Subtle forms of discrimination are important issues to consider
While there are many forms of discrimination both overt and of a subtle kind. Susan Wendell describes several kinds of discrimination that are not so obvious.
Firstly, she thinks that the modern pace of life often disadvantages people with health conditions because they are unable to keep up with those more able-bodied individuals. The impact is, according to Wendell, is that ‘expectations of individual productivity can eclipse the actual contribution of people who can not meet them, making people unemployable when they can, in fact, do valuable work’ (ibid). She also argues that society is run by the well for the well and relegates disabled people to being the ‘other.’

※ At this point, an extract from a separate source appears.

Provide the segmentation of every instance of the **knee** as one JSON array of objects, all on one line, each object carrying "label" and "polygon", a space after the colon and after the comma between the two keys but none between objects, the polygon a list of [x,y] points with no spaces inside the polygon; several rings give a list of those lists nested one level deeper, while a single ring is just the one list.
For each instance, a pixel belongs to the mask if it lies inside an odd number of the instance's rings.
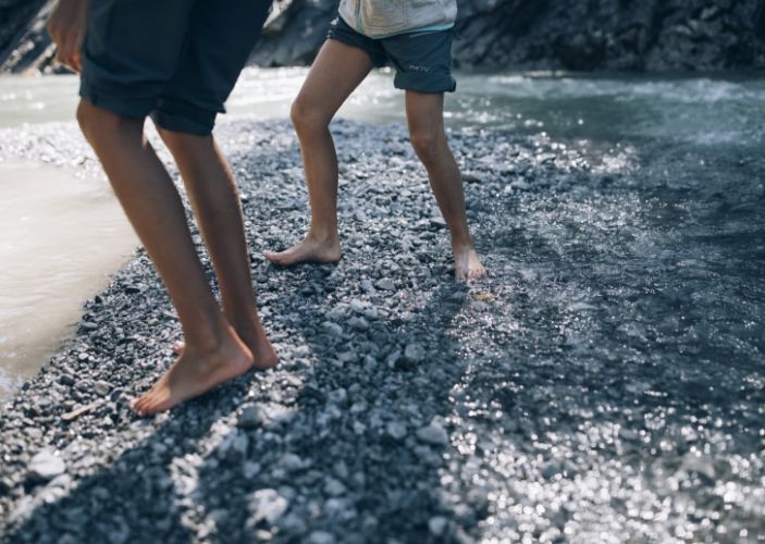
[{"label": "knee", "polygon": [[180,133],[175,131],[169,131],[168,128],[162,128],[157,126],[157,133],[159,134],[164,145],[168,149],[175,154],[177,152],[195,152],[200,151],[200,146],[207,146],[212,144],[212,136],[200,136],[198,134],[190,133]]},{"label": "knee", "polygon": [[323,131],[330,125],[330,120],[321,111],[321,108],[299,98],[292,104],[289,119],[298,134]]},{"label": "knee", "polygon": [[411,147],[425,164],[436,160],[441,148],[441,138],[434,131],[412,131],[409,135]]},{"label": "knee", "polygon": [[85,100],[77,107],[77,123],[90,145],[132,133],[140,136],[144,126],[143,119],[123,118]]}]

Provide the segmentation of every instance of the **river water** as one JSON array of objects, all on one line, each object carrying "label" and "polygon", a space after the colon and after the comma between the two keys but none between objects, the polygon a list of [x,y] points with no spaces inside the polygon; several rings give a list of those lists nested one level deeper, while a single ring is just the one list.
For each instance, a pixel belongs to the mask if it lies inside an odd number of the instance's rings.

My concern with her argument is that in challenging the theory that disability is a social construction, she is, in fact, formulating another idea of what disabled people should be like in a manner that isn’t at all convincing. In other words, her arguments perpetuate a narrative that ignores the potential of individuals to develop strategies and coping mechanisms to overcome such difficulties presented in a hostile environment.

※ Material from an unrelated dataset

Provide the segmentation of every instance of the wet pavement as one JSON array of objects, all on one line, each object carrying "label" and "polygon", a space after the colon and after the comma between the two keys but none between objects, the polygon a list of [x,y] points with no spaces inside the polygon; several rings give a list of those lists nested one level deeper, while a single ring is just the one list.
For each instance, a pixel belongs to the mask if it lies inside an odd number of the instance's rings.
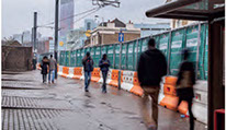
[{"label": "wet pavement", "polygon": [[[140,97],[116,87],[58,76],[43,84],[39,71],[2,73],[3,130],[146,130]],[[195,121],[195,130],[206,130]],[[189,118],[159,106],[159,130],[189,130]]]}]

It is not to say that discrimination doesn’t exist but the focus should be developing individual agency rather than a narrative of disempowerment.
What is inspiration porn?
Many Australians have heard about Stella Young, especially since her TED talk and her untimely death.
But she coined the term ‘Inspiration Porn’ after being nominated for an inspiration award when she was 15 solely on the basis for getting out of bed and remembering her own name. She claimed that disabled people are held up as objects of inspiration for able bodied people. Able bodied people need inspiration like us in order to put their lives into perspective.
Stella argued that people with disabilities do overcome things but it isn’t what think. It isn’t our own bodies, diagnosis and poor access to buildings that are the problem (although they are sometimes a pain) it is how society describes and the low expectations us that are the hardest things to get over.
Personally, I’ve found that it is the hardest thing to grapple with. People seem to have no problem with defining me in ways that reflect their own stereotypes and to meet their own agendas.
It seems that it comes from the lack of representation of disabled people in the media and in the community. You either see them portrayed as victims or heroes. In other words, as either as dysfunctional, dependent and inferior or as exceptional inspiration porn but not as individuals getting up every day, earning a living and making a life for themselves.
What do I want for the future?
I would love to see a discussion about how we frame disability and the implications that for society as a whole. It would be interesting to see how governmental policies and societal expectations influence how disabled people are perceived.
While I really don’t want to sound like Martin Luther King, I really do have a dream that one-day people will live in a society that won’t be judged by how well their body works but by the content of their character.
I really look forward to my identity not to be manipulated to fulfil someone else’s agenda or to act as inspiration because I am not really that exceptional.
List of references
Germov, John and Freij, Maria (2009) Second Opinion: Online Case Studies. (4th Edition)
Oliver, Mike. The Social Construction of the Disability Problem.
Wendell, Susan (1996). The Rejected Body. New York: Routledge.